Este fin de semana celebrábamos la solemnidad de la Exaltación de la Santa Cruz. Ayer mismo en la liturgia recordábamos a María Dolorosa a los pies del Crucificado. Estando nuestra catedral dedicada a aquella solemnidad, nos permitimos seguir reflexionando sobre la Cruz de Cristo. Hoy dibujamos el origen histórico que según la tradición tiene la fiesta.
Ésta recuerda la veneración a las reliquias de la cruz de Cristo en Jerusalén, la Vera Cruz, tras ser recuperada de manos de los persas por el emperador Heráclito. Según manifiesta la historia, al recuperar el precioso madero, el emperador quiso cargar con la cruz, como había hecho Cristo a través de la ciudad, pero tan pronto puso el madero al hombro e intentó entrar a un recinto sagrado, no pudo hacerlo y quedó paralizado. El patriarca Zacarías que iba a su lado le indicó que todo aquel esplendor imperial iba en desacuerdo con el aspecto humilde y doloroso de Cristo cuando iba cargando la cruz por las calles de Jerusalén. Entonces el emperador se despojó de su atuendo imperial, y con simples vestiduras, avanzó sin dificultad seguido por todo el pueblo hasta dejar la cruz en el sitio donde antes era venerada. Los fragmentos de la santa Cruz se encontraban en el cofre de plata dentro del cual se los habían llevado los persas, y cuando el patriarca y los clérigos abrieron el cofre, todos los fieles veneraron las reliquias con mucho fervor, incluso, su produjeron muchos milagros.
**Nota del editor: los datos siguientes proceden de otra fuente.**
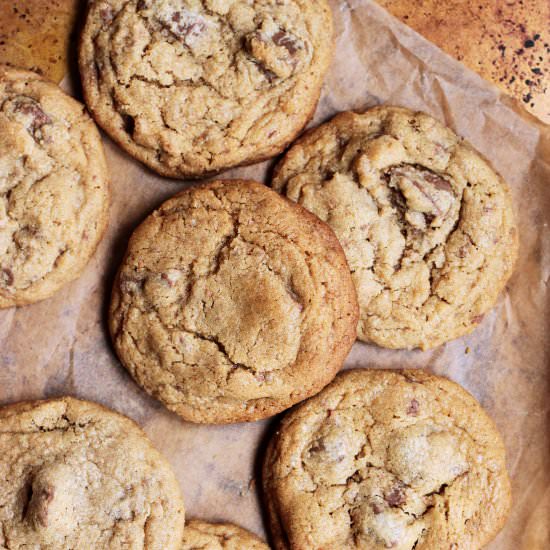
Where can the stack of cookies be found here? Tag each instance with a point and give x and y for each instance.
(236, 301)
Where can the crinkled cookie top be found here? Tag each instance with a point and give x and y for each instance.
(233, 303)
(76, 475)
(200, 535)
(387, 459)
(53, 188)
(426, 224)
(194, 86)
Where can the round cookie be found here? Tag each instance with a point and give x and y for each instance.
(232, 303)
(426, 224)
(54, 195)
(387, 459)
(200, 535)
(76, 475)
(191, 88)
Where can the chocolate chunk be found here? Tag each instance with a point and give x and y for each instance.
(106, 14)
(377, 508)
(186, 26)
(285, 40)
(7, 275)
(39, 117)
(438, 182)
(413, 408)
(129, 124)
(396, 497)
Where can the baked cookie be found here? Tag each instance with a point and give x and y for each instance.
(426, 224)
(193, 87)
(232, 303)
(200, 535)
(387, 459)
(54, 196)
(76, 475)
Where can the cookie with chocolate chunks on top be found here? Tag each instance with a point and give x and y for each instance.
(426, 223)
(233, 303)
(54, 189)
(386, 459)
(191, 88)
(74, 474)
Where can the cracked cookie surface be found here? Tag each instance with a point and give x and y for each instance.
(191, 87)
(201, 535)
(76, 475)
(426, 224)
(54, 195)
(387, 459)
(232, 303)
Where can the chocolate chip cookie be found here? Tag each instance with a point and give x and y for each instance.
(387, 459)
(200, 535)
(426, 223)
(233, 303)
(76, 475)
(54, 195)
(194, 87)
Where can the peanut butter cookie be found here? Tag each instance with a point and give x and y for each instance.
(54, 195)
(191, 87)
(426, 223)
(76, 475)
(387, 459)
(200, 535)
(233, 303)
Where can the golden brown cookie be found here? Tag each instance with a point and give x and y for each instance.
(54, 195)
(76, 475)
(191, 88)
(426, 223)
(232, 303)
(200, 535)
(387, 459)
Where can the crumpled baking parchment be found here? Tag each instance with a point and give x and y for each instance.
(61, 346)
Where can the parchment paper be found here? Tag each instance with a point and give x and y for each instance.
(61, 346)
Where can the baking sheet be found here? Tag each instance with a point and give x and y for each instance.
(61, 346)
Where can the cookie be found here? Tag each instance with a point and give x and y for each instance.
(426, 223)
(191, 88)
(76, 475)
(232, 303)
(54, 195)
(200, 535)
(387, 459)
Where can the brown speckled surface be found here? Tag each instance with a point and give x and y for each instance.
(508, 43)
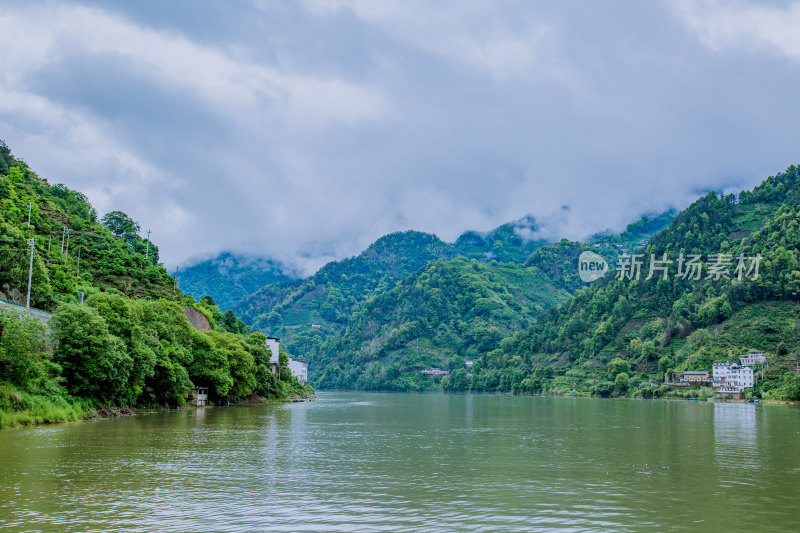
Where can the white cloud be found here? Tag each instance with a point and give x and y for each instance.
(306, 131)
(744, 25)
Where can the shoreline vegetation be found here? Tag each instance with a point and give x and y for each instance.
(116, 332)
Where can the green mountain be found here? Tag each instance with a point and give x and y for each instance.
(650, 329)
(305, 312)
(451, 311)
(230, 277)
(130, 342)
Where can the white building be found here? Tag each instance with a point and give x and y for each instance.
(299, 370)
(753, 359)
(733, 376)
(274, 346)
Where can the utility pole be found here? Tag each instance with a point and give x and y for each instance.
(30, 274)
(147, 251)
(66, 251)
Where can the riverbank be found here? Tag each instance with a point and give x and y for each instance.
(18, 408)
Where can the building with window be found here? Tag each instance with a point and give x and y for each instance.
(732, 377)
(753, 359)
(695, 377)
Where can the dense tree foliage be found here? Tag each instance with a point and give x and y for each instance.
(662, 326)
(130, 343)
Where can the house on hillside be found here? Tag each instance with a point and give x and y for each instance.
(274, 346)
(299, 370)
(695, 377)
(732, 378)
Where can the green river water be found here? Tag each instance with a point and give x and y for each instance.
(412, 462)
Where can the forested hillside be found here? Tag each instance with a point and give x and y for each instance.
(130, 342)
(229, 277)
(649, 329)
(304, 313)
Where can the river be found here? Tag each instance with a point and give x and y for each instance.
(412, 462)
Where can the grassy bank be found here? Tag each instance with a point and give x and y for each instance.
(20, 408)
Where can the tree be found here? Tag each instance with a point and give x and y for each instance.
(95, 363)
(621, 382)
(121, 225)
(617, 366)
(22, 347)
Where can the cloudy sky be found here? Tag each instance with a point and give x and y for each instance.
(305, 130)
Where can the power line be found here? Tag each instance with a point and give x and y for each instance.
(30, 274)
(147, 251)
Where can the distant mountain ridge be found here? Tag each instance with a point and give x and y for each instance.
(229, 277)
(307, 312)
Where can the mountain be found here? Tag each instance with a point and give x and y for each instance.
(512, 242)
(229, 277)
(651, 329)
(74, 251)
(304, 312)
(117, 330)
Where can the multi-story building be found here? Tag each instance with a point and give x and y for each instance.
(695, 376)
(753, 359)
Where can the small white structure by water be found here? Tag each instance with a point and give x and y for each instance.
(732, 377)
(299, 370)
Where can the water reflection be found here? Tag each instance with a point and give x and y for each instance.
(736, 435)
(427, 462)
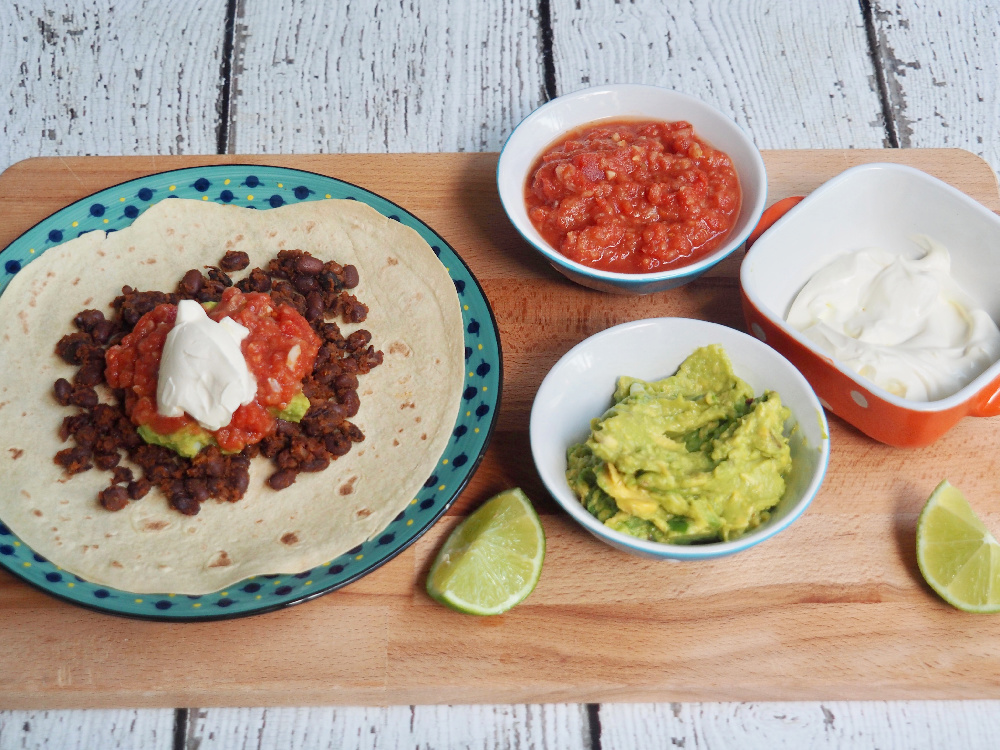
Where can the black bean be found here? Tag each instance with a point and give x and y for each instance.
(197, 488)
(358, 340)
(350, 401)
(306, 284)
(85, 398)
(113, 498)
(315, 464)
(191, 283)
(347, 381)
(103, 331)
(87, 319)
(139, 488)
(219, 277)
(107, 461)
(309, 265)
(63, 391)
(279, 480)
(314, 305)
(186, 505)
(337, 444)
(239, 481)
(90, 373)
(350, 277)
(234, 260)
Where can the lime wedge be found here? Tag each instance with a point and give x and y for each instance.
(492, 560)
(957, 554)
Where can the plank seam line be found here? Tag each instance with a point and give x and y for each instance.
(888, 121)
(226, 73)
(180, 728)
(594, 724)
(548, 62)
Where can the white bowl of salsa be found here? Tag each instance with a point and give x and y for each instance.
(630, 188)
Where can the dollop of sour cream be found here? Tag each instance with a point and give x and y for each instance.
(901, 322)
(202, 369)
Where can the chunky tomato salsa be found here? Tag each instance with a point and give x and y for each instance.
(280, 351)
(634, 197)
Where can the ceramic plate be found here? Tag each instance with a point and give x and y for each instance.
(263, 187)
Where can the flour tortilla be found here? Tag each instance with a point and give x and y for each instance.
(408, 404)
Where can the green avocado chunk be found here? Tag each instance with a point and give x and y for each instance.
(296, 408)
(691, 458)
(187, 441)
(190, 439)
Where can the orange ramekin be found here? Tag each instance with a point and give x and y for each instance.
(881, 205)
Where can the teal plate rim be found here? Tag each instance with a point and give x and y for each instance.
(242, 184)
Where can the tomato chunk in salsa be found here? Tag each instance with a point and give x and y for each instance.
(280, 351)
(633, 197)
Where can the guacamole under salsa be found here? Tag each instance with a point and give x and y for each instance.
(691, 458)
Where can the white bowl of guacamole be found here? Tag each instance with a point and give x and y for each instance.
(680, 439)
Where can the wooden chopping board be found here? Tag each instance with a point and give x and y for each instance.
(833, 608)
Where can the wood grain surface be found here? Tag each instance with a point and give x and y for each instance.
(834, 608)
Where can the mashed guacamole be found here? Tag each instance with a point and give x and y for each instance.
(691, 458)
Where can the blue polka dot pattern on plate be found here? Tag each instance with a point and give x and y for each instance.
(228, 184)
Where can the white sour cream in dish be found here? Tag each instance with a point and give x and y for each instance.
(202, 369)
(901, 322)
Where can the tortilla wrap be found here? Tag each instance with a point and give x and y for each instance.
(408, 404)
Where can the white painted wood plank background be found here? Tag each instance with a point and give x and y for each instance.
(109, 78)
(792, 74)
(377, 77)
(418, 75)
(120, 729)
(942, 66)
(549, 727)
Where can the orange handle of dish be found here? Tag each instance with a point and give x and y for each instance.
(771, 215)
(989, 407)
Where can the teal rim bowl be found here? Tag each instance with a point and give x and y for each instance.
(558, 117)
(579, 387)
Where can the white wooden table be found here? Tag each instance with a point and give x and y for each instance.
(286, 76)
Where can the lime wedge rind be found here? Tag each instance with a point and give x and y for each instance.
(957, 555)
(492, 560)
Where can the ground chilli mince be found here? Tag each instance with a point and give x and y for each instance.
(633, 197)
(292, 346)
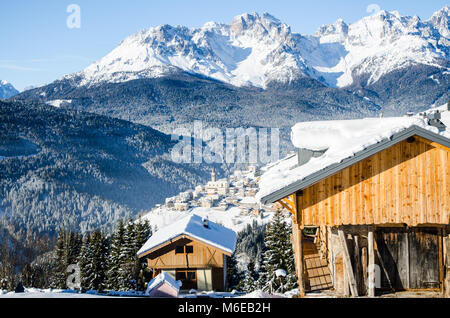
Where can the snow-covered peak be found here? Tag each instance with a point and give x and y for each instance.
(255, 50)
(7, 90)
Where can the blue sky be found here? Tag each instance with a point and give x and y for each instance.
(37, 47)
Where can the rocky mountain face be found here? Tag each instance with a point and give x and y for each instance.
(7, 90)
(255, 50)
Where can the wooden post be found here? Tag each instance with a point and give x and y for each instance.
(371, 267)
(348, 265)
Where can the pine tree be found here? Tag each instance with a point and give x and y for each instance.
(128, 258)
(278, 254)
(68, 247)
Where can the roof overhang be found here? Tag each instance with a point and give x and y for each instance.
(366, 153)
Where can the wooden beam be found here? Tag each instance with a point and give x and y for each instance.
(386, 273)
(358, 263)
(371, 265)
(348, 264)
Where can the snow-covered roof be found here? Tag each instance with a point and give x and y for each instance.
(215, 235)
(162, 278)
(343, 139)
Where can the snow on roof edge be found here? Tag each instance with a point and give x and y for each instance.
(189, 222)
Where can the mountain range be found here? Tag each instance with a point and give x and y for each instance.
(75, 170)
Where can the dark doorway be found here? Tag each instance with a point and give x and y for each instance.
(410, 257)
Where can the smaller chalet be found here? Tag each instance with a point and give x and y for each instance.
(192, 250)
(377, 193)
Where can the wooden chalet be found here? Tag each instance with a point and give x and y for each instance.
(374, 220)
(192, 250)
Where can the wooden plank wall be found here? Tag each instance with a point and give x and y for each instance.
(406, 183)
Acerquémonos nosotros hoy con esa misma humildad al Señor que nos ha redimido en la Cruz, y la ha convertido en nuestra insignia para que marque nuestros corazones con los sentimientos de Cristo quien, «a pesar de su condición divina, no hizo alarde de su categoría de Dios; al contrario, se despojó de su rango y tomó la condición de esclavo, pasando por uno de tantos» (Flp 2, 6.7).